The CMA supports the Conservative government's promise to establish "care guarantees" which would allow patients to visit another jurisdiction if they cannot get timely care at home.

Collins-Nakai said she was disappointed that Alberta did not include care guarantees in its so-called third way health reform proposals.

She said the Alberta strategy could pit public-health care providers against private providers.

She also asked who will regulate Quebec's health system, following its recent reforms, to ensure quality care in the private sector.
© The Canadian Press

The argument is based on the premise that obese kids are that way due to junk food. I want to question the premise. As I understand it, fat is stored when you consume carbohydrates in excess of what you can metabolize. You store the extra to be used it later, like when you're laying on the couch watching TV, say. The carbs are contained in sugars but they're also found in as pasta, bread and fries. This would be a weird tax. Italian restaurants beware.

Dr. Ruth is proposing a Kyoto Accord for the body, and like Kyoto her idea will be more effective as a wealth transferring mechanism than anything else. Tax something and use the money to 'fight' it, or just tax it into the floor boards; it's the Canadian way.

Forget trading in carbon emmisions; thin people should be able to sell Carbo credits to the lard butts.

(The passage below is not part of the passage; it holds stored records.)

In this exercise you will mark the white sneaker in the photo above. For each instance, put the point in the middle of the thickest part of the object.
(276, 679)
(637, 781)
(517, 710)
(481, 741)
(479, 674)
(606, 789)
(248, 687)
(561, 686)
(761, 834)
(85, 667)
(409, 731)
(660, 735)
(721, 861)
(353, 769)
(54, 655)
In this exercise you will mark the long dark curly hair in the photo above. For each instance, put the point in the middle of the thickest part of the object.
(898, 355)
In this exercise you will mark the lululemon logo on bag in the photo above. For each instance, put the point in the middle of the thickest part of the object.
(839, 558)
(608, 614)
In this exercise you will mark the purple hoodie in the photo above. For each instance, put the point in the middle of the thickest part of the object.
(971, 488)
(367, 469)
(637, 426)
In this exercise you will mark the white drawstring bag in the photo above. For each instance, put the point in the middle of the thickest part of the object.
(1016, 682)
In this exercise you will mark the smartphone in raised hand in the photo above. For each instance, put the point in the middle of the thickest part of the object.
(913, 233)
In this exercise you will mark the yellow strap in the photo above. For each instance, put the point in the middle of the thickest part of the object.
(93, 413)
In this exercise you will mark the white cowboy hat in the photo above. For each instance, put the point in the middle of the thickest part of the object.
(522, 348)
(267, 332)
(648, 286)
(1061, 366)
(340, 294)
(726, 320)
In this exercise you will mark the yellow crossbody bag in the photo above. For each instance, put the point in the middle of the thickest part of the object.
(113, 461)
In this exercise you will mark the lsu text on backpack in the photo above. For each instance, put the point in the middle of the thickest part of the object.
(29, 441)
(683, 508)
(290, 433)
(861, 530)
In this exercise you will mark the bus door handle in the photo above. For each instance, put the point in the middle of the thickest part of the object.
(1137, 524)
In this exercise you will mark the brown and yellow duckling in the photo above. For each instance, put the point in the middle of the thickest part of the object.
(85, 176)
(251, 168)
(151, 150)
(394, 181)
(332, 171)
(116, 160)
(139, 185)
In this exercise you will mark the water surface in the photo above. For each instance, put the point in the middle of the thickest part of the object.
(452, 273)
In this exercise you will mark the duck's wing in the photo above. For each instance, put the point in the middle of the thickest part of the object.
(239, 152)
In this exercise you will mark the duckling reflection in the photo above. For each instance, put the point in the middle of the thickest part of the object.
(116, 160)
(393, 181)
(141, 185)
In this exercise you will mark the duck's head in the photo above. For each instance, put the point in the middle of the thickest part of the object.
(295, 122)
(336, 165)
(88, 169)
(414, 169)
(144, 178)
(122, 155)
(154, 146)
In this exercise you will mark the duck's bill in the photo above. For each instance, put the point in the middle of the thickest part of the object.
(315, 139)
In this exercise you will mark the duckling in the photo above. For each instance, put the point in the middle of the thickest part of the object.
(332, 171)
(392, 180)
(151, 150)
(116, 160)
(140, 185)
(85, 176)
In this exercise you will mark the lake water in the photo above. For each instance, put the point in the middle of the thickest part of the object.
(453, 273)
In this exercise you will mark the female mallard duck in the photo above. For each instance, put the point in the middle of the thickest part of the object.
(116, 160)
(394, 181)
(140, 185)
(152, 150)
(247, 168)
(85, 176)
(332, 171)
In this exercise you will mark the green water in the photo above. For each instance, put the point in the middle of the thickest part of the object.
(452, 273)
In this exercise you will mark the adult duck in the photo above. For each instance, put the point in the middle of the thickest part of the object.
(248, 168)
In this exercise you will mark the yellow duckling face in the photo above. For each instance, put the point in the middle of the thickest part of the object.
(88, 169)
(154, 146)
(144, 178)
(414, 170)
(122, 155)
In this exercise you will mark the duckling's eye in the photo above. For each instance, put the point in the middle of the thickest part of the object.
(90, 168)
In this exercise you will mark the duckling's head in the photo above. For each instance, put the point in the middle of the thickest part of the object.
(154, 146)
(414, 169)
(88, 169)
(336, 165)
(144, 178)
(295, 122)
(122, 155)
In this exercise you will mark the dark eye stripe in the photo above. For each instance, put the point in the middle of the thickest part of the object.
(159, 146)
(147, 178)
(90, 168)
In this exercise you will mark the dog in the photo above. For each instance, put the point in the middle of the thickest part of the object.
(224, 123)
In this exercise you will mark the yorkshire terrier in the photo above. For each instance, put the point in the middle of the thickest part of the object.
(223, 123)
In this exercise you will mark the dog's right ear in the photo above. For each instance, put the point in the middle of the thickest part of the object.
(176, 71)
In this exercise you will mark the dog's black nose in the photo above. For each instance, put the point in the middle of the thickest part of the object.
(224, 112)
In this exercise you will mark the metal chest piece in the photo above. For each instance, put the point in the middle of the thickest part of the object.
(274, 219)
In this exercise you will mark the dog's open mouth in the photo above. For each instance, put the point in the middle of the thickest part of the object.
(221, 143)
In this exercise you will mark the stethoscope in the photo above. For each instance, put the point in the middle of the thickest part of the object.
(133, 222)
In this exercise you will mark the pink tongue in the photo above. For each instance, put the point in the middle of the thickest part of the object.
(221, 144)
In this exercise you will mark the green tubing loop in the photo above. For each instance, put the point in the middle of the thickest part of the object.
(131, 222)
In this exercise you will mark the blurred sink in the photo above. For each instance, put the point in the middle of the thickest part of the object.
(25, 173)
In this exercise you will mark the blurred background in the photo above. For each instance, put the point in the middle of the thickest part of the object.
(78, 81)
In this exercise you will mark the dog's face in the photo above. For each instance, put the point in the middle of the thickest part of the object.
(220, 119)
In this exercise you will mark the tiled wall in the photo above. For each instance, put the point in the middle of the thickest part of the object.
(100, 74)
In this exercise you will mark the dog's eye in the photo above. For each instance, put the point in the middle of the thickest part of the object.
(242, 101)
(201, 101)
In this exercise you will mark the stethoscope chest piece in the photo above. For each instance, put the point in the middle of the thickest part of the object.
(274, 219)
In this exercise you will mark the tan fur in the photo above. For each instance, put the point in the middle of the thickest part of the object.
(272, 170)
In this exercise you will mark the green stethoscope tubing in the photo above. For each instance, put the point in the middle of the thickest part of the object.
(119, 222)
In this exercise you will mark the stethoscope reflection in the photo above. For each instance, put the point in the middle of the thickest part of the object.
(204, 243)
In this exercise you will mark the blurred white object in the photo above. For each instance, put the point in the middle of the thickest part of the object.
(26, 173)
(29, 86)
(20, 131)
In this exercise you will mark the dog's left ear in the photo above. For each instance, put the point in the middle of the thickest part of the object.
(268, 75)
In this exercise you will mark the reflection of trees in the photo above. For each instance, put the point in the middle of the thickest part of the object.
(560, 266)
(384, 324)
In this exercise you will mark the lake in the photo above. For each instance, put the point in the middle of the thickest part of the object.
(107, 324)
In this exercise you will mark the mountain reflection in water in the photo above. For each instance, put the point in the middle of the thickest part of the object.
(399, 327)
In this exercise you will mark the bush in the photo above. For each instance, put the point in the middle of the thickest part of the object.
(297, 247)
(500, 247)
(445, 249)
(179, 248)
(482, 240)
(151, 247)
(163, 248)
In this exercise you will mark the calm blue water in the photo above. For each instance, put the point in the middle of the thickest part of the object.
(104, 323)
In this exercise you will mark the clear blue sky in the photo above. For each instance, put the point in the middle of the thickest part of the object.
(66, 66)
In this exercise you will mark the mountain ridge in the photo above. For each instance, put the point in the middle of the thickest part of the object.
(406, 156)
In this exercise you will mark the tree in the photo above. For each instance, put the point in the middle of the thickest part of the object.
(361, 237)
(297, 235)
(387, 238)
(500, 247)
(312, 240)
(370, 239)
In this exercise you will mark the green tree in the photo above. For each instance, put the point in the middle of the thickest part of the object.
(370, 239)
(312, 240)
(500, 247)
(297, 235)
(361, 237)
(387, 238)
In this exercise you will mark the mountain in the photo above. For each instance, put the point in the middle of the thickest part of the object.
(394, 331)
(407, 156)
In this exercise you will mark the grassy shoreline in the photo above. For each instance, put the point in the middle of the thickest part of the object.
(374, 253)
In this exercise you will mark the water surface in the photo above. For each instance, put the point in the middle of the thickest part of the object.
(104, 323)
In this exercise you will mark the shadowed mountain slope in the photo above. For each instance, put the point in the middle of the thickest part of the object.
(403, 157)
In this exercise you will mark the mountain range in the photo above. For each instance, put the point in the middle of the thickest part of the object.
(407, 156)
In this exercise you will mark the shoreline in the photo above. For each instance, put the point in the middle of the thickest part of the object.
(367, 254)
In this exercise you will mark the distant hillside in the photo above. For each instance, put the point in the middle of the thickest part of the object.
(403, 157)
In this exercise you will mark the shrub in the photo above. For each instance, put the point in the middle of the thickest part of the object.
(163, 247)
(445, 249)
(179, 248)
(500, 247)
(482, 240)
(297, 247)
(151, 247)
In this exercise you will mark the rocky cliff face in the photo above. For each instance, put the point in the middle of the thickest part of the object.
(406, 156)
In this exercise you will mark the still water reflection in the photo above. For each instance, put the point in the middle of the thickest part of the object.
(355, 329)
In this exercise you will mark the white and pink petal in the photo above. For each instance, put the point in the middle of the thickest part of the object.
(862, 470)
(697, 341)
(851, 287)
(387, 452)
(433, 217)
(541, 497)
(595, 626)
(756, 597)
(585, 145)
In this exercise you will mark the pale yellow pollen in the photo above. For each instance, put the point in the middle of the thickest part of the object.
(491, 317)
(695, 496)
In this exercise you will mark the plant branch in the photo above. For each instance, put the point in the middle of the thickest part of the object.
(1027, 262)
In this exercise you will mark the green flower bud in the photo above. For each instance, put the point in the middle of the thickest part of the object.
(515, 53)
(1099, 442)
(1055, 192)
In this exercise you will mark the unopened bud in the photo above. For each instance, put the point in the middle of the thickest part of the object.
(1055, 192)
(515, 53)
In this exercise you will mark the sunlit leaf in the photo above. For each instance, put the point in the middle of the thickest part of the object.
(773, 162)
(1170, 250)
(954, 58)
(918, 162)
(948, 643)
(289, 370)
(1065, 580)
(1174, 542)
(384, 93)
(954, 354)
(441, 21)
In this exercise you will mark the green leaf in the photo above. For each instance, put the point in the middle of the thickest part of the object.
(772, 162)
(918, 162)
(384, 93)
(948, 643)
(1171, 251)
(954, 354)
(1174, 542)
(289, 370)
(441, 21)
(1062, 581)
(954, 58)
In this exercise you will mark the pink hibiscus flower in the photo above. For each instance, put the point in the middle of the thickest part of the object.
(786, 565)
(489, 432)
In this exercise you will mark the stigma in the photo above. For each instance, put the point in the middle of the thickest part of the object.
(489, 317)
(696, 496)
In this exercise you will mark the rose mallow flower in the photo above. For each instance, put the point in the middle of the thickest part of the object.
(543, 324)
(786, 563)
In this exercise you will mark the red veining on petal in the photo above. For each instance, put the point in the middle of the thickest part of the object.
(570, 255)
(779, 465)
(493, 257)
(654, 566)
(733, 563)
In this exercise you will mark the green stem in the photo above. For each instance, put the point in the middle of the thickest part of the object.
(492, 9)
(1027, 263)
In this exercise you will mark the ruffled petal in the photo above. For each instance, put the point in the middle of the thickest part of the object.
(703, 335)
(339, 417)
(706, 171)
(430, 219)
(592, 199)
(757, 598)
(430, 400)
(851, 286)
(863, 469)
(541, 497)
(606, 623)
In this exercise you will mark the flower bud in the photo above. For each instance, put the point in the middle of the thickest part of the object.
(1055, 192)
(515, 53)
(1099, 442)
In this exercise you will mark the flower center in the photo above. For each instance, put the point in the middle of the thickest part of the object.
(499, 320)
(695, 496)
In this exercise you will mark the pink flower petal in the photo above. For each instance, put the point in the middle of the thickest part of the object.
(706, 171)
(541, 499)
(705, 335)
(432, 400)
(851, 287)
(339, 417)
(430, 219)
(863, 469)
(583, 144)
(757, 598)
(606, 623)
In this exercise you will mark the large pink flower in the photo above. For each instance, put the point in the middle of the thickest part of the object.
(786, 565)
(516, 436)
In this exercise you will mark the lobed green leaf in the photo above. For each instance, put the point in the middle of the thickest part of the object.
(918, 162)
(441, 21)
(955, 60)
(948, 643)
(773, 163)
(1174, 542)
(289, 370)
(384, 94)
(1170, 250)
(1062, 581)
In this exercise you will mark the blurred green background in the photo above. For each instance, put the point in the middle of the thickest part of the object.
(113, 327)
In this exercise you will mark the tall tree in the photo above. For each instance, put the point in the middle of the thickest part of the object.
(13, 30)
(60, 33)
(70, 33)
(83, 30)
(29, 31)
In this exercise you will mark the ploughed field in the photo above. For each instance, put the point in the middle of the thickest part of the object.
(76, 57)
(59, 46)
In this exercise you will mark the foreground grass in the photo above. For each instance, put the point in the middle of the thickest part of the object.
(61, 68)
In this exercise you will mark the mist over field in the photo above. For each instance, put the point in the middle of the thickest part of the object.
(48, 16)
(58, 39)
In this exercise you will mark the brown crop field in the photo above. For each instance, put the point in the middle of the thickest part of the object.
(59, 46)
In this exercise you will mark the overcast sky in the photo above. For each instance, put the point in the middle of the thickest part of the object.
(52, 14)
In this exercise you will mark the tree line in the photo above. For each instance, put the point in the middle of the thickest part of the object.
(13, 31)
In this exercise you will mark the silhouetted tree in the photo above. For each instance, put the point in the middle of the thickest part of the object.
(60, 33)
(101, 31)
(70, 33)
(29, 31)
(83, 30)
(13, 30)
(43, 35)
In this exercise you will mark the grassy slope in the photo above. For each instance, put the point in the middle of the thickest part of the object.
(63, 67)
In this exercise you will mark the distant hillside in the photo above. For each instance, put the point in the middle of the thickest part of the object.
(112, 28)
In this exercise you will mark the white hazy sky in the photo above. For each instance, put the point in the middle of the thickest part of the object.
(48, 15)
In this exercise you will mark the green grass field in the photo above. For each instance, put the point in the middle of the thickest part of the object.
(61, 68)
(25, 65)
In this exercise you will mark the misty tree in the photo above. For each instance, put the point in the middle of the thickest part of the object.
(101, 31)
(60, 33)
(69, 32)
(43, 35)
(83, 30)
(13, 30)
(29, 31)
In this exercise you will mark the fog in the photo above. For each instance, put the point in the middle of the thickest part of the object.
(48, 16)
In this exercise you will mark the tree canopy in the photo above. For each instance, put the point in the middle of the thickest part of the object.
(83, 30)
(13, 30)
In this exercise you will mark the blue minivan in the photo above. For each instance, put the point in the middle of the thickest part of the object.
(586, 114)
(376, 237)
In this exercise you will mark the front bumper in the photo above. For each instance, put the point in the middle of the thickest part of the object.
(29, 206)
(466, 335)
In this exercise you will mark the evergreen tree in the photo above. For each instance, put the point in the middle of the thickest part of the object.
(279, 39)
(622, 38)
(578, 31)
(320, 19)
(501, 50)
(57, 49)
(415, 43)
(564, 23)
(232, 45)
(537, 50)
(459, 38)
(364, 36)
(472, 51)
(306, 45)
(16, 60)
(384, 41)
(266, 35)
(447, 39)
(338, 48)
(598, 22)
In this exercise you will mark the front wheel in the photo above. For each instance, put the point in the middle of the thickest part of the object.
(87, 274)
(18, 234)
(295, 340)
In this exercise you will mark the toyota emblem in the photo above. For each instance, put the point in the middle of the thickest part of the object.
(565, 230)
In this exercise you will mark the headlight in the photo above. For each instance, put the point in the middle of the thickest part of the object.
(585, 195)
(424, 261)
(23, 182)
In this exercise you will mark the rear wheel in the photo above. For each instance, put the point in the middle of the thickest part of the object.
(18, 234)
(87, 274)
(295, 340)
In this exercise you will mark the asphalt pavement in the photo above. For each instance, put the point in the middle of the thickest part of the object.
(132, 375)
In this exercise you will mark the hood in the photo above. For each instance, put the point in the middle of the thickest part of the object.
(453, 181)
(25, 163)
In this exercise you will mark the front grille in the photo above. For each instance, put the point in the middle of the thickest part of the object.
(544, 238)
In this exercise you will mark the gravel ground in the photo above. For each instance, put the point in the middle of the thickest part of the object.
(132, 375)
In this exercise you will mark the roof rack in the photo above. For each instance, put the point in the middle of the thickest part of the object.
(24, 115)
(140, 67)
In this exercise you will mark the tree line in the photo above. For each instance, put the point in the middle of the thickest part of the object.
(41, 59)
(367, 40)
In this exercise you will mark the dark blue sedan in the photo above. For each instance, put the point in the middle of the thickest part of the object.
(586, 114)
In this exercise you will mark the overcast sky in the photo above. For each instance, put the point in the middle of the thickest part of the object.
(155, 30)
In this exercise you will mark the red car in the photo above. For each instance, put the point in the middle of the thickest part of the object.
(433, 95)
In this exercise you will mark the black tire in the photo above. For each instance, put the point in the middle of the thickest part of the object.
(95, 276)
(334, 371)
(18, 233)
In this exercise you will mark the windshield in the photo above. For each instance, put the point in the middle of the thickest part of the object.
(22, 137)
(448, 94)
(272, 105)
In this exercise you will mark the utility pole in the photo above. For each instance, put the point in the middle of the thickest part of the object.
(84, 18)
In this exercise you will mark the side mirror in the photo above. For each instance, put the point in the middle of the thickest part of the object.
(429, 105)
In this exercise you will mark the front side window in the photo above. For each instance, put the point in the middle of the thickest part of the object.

The goal here is to convert concern to dollars. What form this 'fight' takes is a given; advertising, lots and lots of advertising. But who knows, maybe we're going to have government representatives going around actually taking candy from babies. I understand it's one of the easiest things to do and most of us are used to it.

She also wants to institute 'quality and efficiency', something no government is capable of. Her concern over who's going to regulate Quebec also gives me pause.

Hey, I have a wacky idea; let's all accept responsibility for the food we stick in our mouths and not allow a government agency to monitor it.